On 20 April 2025, Singh was announced as a Workers' Party candidate for the 2025 Singaporean general election. Prior to nomination day, Singh was seen walking on the ground within Marine Parade–Braddell Heights GRC. Eventually on Nomination Day, 23 April 2025, a WP team led by him was officially nominated to contest in Punggol GRC and proceeded to lose with 44.83% of the vote.

On 28 June 2026, Singh was included as part of the 12-member Workers' Party's Central Executive Committee.

== Charity work ==
Singh has engaged pro bono on a number of criminal cases, such as Public Prosecutor v Norzian bin Bintat [1995] SGHC 207 and Public Prosecutor v Barokah [2009 SGHC 46]. He had also donated to the Saw Swee Hock School of Public Health at the National University of Singapore (NUS), for research work on the long term healthcare for an aging population.

== Personal views ==
In 2023, Singh's criticism of the Singapore authorities' decision not to prosecute senior management of Keppel Offshore & Marine in respect of bribes paid to Brazilian officials was published by the Singapore Academy of Law (SAL). His commentary was subsequently taken down by the SAL.
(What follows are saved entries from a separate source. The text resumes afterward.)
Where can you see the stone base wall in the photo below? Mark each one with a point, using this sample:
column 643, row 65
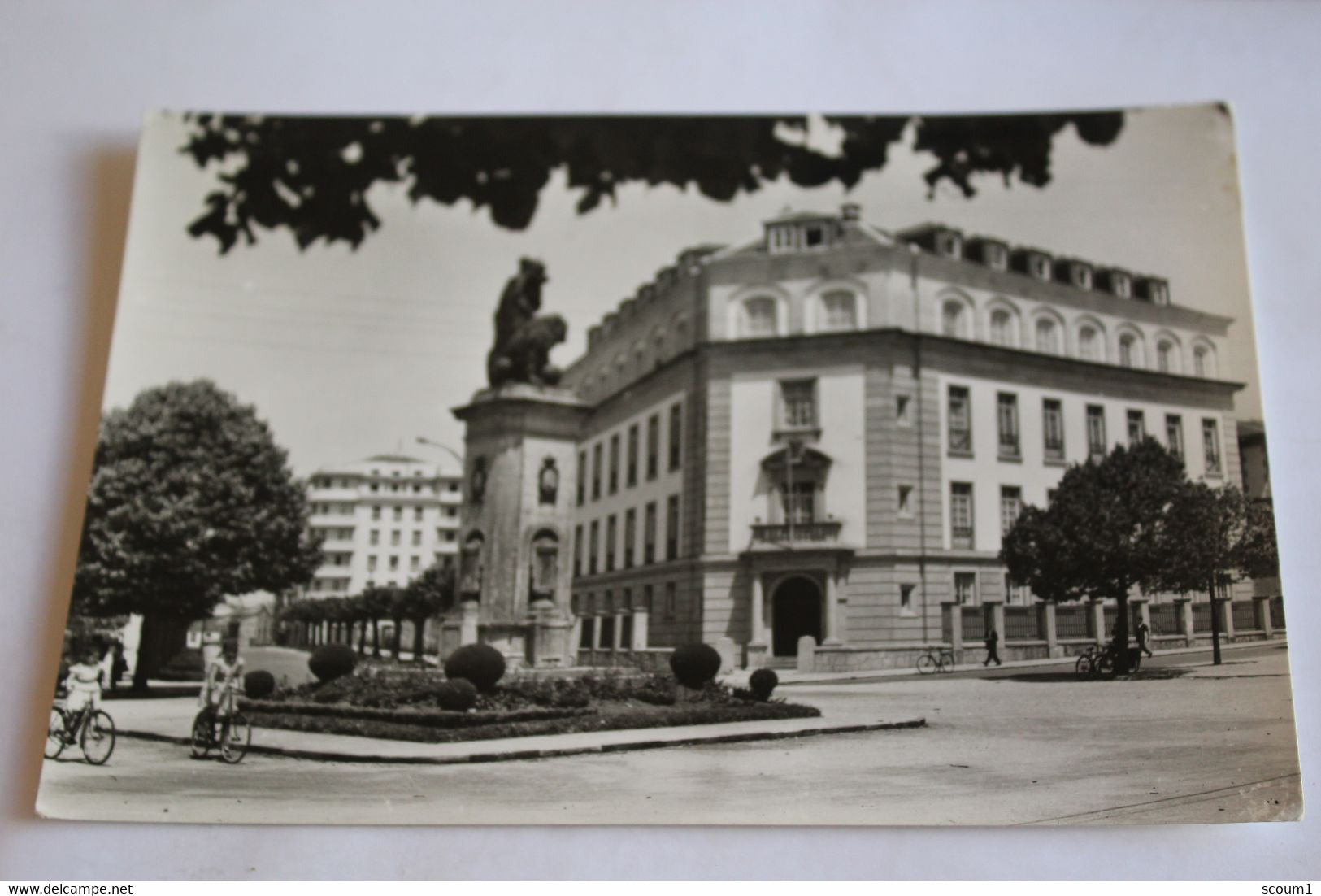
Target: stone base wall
column 650, row 659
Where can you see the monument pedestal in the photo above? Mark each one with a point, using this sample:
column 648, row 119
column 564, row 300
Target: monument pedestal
column 515, row 526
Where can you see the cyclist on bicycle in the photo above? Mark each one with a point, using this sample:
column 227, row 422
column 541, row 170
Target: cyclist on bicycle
column 224, row 674
column 82, row 686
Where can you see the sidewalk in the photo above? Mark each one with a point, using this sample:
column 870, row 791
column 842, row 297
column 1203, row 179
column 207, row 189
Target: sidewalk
column 169, row 720
column 790, row 677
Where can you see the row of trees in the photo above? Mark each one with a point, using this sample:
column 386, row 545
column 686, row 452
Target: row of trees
column 424, row 598
column 1134, row 520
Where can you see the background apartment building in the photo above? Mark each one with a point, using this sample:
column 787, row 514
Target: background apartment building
column 382, row 521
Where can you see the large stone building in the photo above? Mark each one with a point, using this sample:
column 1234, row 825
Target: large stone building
column 824, row 433
column 382, row 521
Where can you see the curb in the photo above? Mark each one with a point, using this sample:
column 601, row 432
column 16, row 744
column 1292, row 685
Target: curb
column 1014, row 663
column 324, row 756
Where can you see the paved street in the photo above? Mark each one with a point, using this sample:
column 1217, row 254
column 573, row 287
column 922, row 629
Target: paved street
column 1185, row 742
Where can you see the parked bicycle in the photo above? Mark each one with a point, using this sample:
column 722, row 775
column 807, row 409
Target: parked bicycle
column 89, row 727
column 222, row 727
column 1102, row 663
column 936, row 659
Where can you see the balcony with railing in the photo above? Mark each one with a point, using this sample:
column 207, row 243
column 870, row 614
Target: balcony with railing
column 796, row 534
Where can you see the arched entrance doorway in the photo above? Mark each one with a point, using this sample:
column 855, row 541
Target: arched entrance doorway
column 796, row 611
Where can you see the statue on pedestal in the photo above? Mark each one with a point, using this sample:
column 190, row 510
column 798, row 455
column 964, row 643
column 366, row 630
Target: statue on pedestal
column 524, row 337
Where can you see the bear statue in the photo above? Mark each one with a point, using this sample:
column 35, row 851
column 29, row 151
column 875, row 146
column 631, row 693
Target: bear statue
column 524, row 338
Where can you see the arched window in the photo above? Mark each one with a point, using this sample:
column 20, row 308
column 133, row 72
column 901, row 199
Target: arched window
column 1089, row 346
column 1127, row 350
column 471, row 568
column 839, row 312
column 1048, row 336
column 954, row 320
column 760, row 317
column 1166, row 356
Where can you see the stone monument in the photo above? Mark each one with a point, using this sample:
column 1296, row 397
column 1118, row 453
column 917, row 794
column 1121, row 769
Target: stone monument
column 515, row 526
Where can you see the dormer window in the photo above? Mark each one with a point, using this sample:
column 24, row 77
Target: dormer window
column 949, row 245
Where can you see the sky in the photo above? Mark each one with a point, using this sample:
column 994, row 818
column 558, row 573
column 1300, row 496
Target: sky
column 349, row 353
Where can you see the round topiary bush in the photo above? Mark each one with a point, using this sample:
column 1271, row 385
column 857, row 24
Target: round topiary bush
column 331, row 661
column 258, row 685
column 763, row 682
column 481, row 663
column 695, row 665
column 456, row 695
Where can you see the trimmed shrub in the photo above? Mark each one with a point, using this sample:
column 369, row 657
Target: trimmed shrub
column 258, row 684
column 481, row 663
column 456, row 695
column 331, row 661
column 695, row 665
column 763, row 682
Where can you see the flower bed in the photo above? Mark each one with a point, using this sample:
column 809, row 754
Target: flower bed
column 403, row 707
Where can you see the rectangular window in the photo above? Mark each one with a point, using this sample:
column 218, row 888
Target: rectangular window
column 596, row 471
column 1095, row 431
column 615, row 464
column 1053, row 428
column 649, row 534
column 799, row 502
column 1175, row 435
column 966, row 589
column 1010, row 505
column 1136, row 427
column 798, row 405
column 633, row 456
column 961, row 515
column 1007, row 423
column 676, row 437
column 906, row 600
column 961, row 422
column 902, row 410
column 581, row 484
column 653, row 446
column 671, row 528
column 1211, row 446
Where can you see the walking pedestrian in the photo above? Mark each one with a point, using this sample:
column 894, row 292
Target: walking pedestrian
column 993, row 640
column 1143, row 633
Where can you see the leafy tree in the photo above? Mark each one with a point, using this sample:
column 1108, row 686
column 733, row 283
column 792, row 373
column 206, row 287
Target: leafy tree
column 190, row 500
column 1257, row 553
column 1103, row 533
column 311, row 176
column 426, row 598
column 376, row 604
column 1215, row 537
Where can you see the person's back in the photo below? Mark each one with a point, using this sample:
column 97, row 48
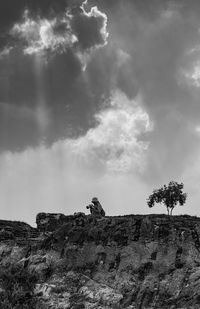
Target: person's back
column 96, row 209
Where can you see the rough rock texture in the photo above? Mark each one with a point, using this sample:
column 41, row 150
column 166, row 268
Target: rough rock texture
column 116, row 262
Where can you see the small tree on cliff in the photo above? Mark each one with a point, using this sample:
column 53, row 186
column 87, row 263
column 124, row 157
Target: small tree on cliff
column 169, row 195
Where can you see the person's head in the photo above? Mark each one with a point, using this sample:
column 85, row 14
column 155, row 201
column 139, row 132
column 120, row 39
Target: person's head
column 95, row 200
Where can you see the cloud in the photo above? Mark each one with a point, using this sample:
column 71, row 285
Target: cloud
column 76, row 29
column 42, row 35
column 65, row 176
column 116, row 143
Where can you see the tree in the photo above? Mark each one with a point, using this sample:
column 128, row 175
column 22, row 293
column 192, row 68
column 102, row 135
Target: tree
column 169, row 195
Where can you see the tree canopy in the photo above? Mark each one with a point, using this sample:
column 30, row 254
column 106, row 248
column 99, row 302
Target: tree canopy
column 169, row 195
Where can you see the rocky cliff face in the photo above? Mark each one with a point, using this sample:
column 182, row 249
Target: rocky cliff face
column 115, row 262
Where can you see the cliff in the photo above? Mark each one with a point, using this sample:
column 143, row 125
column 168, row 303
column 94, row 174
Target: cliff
column 116, row 262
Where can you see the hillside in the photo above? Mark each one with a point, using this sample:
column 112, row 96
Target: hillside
column 131, row 261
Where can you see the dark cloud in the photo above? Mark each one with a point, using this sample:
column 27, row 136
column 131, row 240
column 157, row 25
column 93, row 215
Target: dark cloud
column 148, row 55
column 44, row 47
column 86, row 27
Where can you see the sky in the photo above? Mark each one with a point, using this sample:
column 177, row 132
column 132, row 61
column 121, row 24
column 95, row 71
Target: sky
column 98, row 98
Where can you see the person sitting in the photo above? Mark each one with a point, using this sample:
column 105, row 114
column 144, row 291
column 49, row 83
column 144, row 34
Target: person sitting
column 96, row 209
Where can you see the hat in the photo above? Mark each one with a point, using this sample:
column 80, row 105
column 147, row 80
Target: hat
column 94, row 199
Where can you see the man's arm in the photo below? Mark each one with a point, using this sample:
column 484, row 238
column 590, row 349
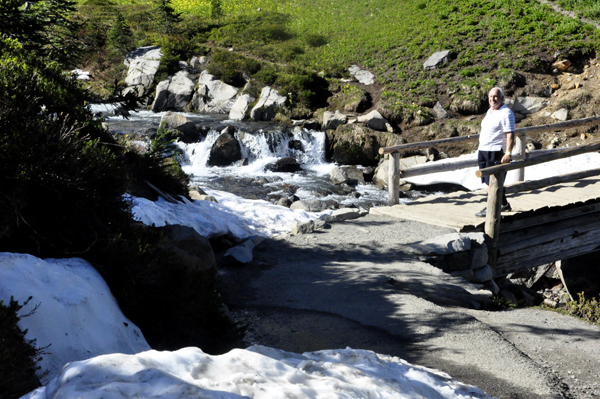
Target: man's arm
column 509, row 144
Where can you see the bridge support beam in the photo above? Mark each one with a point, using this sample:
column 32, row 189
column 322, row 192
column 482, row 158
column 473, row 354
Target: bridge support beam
column 492, row 221
column 394, row 179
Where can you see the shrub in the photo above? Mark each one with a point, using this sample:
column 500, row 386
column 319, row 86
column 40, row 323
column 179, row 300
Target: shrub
column 18, row 355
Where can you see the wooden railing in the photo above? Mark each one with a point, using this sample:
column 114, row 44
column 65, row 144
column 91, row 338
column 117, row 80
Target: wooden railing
column 497, row 173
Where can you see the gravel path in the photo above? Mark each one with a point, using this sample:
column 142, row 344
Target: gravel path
column 356, row 284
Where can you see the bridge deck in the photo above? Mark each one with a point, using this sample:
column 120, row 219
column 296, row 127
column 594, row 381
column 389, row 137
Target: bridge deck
column 457, row 210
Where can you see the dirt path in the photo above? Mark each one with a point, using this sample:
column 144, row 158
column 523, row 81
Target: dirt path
column 356, row 284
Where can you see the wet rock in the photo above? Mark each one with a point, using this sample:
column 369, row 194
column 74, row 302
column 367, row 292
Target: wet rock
column 350, row 175
column 286, row 164
column 225, row 151
column 436, row 59
column 180, row 127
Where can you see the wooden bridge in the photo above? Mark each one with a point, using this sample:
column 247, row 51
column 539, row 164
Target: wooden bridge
column 552, row 219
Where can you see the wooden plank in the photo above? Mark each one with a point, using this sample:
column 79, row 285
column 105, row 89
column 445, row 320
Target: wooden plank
column 550, row 181
column 428, row 144
column 521, row 240
column 436, row 167
column 535, row 220
column 551, row 248
column 538, row 159
column 503, row 269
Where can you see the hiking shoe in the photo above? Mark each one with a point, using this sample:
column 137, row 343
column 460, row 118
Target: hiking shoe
column 482, row 213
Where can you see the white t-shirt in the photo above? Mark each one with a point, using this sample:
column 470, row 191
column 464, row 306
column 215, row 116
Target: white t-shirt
column 494, row 127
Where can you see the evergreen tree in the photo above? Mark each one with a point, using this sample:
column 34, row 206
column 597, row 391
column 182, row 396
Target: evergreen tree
column 216, row 9
column 42, row 26
column 169, row 17
column 120, row 35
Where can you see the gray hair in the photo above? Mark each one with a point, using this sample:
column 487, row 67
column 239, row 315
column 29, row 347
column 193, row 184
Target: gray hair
column 500, row 90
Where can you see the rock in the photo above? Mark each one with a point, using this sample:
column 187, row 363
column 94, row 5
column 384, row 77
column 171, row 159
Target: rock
column 561, row 115
column 483, row 274
column 268, row 104
column 443, row 245
column 180, row 126
column 286, row 164
column 299, row 227
column 333, row 120
column 213, row 96
column 382, row 171
column 242, row 253
column 439, row 111
column 225, row 151
column 509, row 297
column 240, row 107
column 581, row 274
column 562, row 65
column 143, row 64
column 188, row 248
column 527, row 105
column 313, row 205
column 436, row 59
column 350, row 175
column 173, row 94
column 376, row 121
column 346, row 214
column 364, row 77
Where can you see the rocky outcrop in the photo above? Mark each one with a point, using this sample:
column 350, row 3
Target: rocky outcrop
column 376, row 121
column 239, row 110
column 268, row 104
column 350, row 175
column 225, row 151
column 364, row 77
column 143, row 64
column 357, row 144
column 436, row 59
column 174, row 93
column 285, row 164
column 180, row 127
column 213, row 96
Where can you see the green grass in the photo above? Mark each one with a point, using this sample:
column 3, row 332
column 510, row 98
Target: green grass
column 394, row 38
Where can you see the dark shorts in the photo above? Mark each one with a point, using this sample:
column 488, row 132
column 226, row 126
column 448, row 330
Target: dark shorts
column 485, row 159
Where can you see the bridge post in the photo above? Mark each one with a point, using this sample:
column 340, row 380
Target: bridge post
column 520, row 154
column 492, row 221
column 394, row 179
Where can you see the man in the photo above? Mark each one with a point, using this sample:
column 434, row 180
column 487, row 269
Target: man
column 496, row 139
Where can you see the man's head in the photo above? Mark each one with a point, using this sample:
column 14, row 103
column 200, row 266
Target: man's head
column 496, row 98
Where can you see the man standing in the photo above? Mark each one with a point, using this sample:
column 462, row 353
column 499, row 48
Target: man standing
column 496, row 139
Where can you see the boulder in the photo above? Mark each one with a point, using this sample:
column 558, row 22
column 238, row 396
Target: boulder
column 225, row 151
column 527, row 105
column 333, row 120
column 268, row 104
column 382, row 171
column 439, row 111
column 350, row 175
column 561, row 115
column 143, row 64
column 286, row 164
column 436, row 59
column 188, row 248
column 174, row 94
column 313, row 205
column 364, row 77
column 213, row 96
column 180, row 126
column 346, row 214
column 376, row 121
column 299, row 227
column 240, row 107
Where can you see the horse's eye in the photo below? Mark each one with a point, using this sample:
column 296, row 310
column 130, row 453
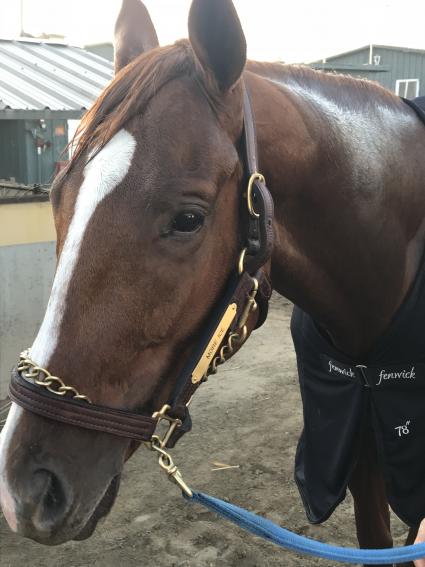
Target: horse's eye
column 187, row 222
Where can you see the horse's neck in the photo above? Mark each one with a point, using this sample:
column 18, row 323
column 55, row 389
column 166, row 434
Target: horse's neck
column 350, row 229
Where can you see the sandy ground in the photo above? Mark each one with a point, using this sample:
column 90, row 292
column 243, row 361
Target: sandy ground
column 249, row 415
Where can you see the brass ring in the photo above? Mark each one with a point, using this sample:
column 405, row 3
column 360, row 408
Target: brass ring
column 251, row 209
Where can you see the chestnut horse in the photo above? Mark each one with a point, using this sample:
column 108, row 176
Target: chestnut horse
column 147, row 219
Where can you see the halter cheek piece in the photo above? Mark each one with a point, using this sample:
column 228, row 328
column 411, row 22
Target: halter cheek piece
column 247, row 294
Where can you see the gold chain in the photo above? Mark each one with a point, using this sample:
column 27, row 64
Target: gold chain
column 42, row 377
column 239, row 336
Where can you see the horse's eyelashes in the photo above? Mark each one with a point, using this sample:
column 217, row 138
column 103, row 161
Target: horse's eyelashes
column 187, row 222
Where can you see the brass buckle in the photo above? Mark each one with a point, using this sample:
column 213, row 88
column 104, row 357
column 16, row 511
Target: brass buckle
column 158, row 444
column 251, row 181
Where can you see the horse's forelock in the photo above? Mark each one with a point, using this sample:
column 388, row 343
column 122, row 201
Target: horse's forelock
column 129, row 94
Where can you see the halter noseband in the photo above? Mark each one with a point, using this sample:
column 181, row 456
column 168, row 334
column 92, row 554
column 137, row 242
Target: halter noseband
column 248, row 291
Singh had also commented on the leasing of government-owned bungalows on Ridout Road by Home Affairs and Law Minister K Shanmugam and Foreign Affairs Minister Vivian Balakrishnan. In his commentary, published by the online magazine, Jom, he emphasised the importance that the government's review of the leases involve full disclosure of all material facts and be conducted by respected and independent third parties so that it is perceived to be transparent and unbiased.

== Personal life ==
Singh is divorced with four adult children. He speaks Teochew due to his childhood and is learning Mandarin.